The ongoing dealmaking brought the number of ITW business units to around 700 by early 2006. Moving forward, Illinois Tool Works planned to continue its expansion through acquisitions, joint ventures, and organic moves into new markets. Speer aimed to boost the share of overall revenues generated overseas from the 2005 level of 44 percent to 50 percent. The Asia-Pacific region was identified as the area with the greatest growth potential.

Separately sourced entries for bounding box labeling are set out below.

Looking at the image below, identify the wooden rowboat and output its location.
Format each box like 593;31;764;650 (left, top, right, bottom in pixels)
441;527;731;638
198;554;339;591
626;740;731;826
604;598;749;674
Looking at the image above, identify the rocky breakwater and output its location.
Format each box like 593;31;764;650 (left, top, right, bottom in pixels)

While about 10 percent of revenues originated in that region in 2005, ITW envisioned boosting that figure to 25 percent by 2009.

Principal Subsidiaries

Acme Packaging Corporation; Alpine Engineered Products, Inc.; The DeVilbiss Company Limited (U.K.); Elga AB (Sweden); Foster Refrigerator (U.K.); Hobart Brothers Company; Hobart Corporation; Instron Corporation; ITW Bailly Comte S.A.S. (France); James Briggs (U.K.); Krafft, S.L. (Spain); Mertiex Technology (Suzhou) Co. Ltd. (China); Miller Electric Mfg. Co.; Novadan AS (Norway); Orgapack GmbH (Switzerland); Permatex, Inc.; Pryda (Malaysia) Sdn Bhd; Resopal G.m.b.H. (Germany); Rocol (U.K.); SPIT S.A.S. (France); Strapex GmbH (Switzerland); Tien Tai Electrode Co., Ltd. (Taiwan; 98.73%); Truswal Systems Corporation; Unipac Corporation (Canada); Wilsonart International, Inc.

Principal Operating Units

DeVilbiss; Fibre Glass-Evercoat; Ispra (Italy); ITW Angleboard; ITW Brands; ITW Buildex; ITW CIP; ITW Deltar; ITW Devcon; ITW Drawform; ITW Fastex; ITW Foils; ITW Gema; ITW Hi-Cone; ITW TekFast; ITW Ramset/Red Head; ITW Shakeproof Assembly Components; ITW Stretch Packaging Systems; ITW TACC; ITW Texwipe; Minigrip/Zip-Pak; Paslode; Signode Packaging Systems; Simco; Valeron Strength Films; Vulcan-Hart; Wynn's.

Principal Competitors

General Electric Company; Cooper Industries, Ltd.; Eaton Corporation; The Marmon Group, Inc.; Dover Corporation; Enodis plc.


  • Key Dates
  • 1912 Byron Laflin Smith and sons form Illinois Tool Works to begin producing machine tools.
  • 1915 Company is incorporated.
  • 1923 Company enters the industrial fastener market.
  • 1936 Harold Byron Smith becomes president of ITW and later introduces the firm's trademark decentralized structure.
  • 1955 Fastex, a unit focused on plastic products, is formed.
  • 1962 ITW forms Hi-Cone, specializing in plastic drink packaging.
  • 1975 Company enters adhesives industry through purchase of Devcon Corporation.
  • 1986 Signode Industries, Inc., is acquired.
  • 1999 Acquisition of Premark International, Inc. brings to the fold Hobart, Vulcan, Traulsen, and Wittco commercial food equipment and Wilsonart decorative laminates.
  • 2003 Revenues surpass $10 billion, while profits surge past $1 billion.